Some agencies may have thought the first round of the Government Performance and Results Act was over last month when they turned in strategic plans required under the law to Congress. But a new General Accounting Office report underscores what many already knew: Work on the plans has only just begun.
"These plans are living documents that are going to be revised," says Alan Stapleton, assistant director of federal management and workforce issues at GAO. Indeed, GAO suggests in its report, "Managing for Results: Critical Issues for Improving Agencies' Strategic Plans" (GAO/GGD/97-180), that many revisions in the plans are needed.
Released last week, the report is based on early drafts of 27 agencies' plans, and thus offers the first overall assessment of how federal managers are handling the strategic planning chore. GAO describes strategic planning as a "dynamic and continuous process," during which calls for revision are to be expected.
In the report, GAO identifies six "planning issues most in need of sustained attention" as agencies continue to develop their plans:
- Better linkage among key interdependent planning elements (such as the linking of goals to strategies for achieving them).

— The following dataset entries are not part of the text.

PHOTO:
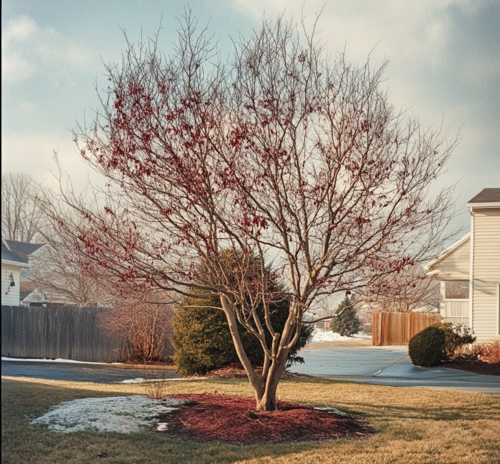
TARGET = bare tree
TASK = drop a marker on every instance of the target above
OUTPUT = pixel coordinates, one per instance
(22, 219)
(65, 276)
(144, 321)
(281, 156)
(403, 292)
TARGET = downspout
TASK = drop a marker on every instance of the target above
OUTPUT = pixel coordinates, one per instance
(471, 269)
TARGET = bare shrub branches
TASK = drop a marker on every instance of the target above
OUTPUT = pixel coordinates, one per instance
(22, 219)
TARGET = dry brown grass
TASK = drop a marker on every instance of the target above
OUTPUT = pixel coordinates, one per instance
(415, 425)
(486, 351)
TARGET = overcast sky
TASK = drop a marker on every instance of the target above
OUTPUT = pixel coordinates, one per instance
(444, 66)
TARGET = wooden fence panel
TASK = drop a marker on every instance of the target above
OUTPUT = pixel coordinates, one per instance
(399, 328)
(68, 333)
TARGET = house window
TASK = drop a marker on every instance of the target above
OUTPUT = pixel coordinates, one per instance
(455, 290)
(456, 302)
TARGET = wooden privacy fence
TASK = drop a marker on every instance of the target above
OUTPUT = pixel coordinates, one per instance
(399, 328)
(67, 332)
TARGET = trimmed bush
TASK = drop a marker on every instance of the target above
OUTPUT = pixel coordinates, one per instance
(455, 336)
(347, 323)
(426, 348)
(203, 342)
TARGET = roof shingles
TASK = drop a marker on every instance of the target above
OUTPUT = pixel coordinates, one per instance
(490, 195)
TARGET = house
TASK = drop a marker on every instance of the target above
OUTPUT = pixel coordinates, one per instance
(469, 270)
(15, 261)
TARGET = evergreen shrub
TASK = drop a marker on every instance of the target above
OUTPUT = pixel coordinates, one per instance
(426, 348)
(203, 342)
(347, 322)
(455, 336)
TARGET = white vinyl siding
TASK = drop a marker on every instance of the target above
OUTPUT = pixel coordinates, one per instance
(486, 272)
(456, 266)
(10, 295)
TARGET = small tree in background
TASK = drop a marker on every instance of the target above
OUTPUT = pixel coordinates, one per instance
(22, 218)
(143, 321)
(347, 322)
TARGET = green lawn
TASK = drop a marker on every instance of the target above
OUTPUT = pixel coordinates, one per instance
(415, 425)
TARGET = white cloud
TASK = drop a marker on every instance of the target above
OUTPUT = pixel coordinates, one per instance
(28, 48)
(33, 154)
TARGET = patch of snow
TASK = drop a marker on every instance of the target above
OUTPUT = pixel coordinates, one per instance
(137, 380)
(331, 410)
(58, 360)
(322, 336)
(119, 414)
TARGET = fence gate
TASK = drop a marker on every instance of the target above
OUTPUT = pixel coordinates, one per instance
(399, 328)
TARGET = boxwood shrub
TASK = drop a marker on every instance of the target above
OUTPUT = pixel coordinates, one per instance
(426, 347)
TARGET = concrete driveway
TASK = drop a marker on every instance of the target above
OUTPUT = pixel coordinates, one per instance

- Stronger long-term strategic goals, which must be focused and carefully designed for usefulness.
- More fully developed strategies to achieve goals.
- Better efforts to improve coordination with other agencies that have similar programs.
- Better capacity for gathering performance information, or identification of the need for such capacity and a strategy to achieve it.
- More attention to program evaluations.
GAO and the Office of Management and Budget are preparing a review of the latest drafts of agency plans in preparation for a hearing, expected to be held later this month, before the House Government Reform and Oversight Subcommittee on Government Management, Information and Technology.
Both GAO and OMB officials stress the need to see strategic plans not as final documents, but as successive products of an ongoing planning process. "At a minimum, agencies will be re-issuing new versions in three years," says Stapleton. "But also even sooner, according to the guidance from OMB, agencies can use the annual performance plans they're supposed to prepare by February to make some changes to their strategic plans."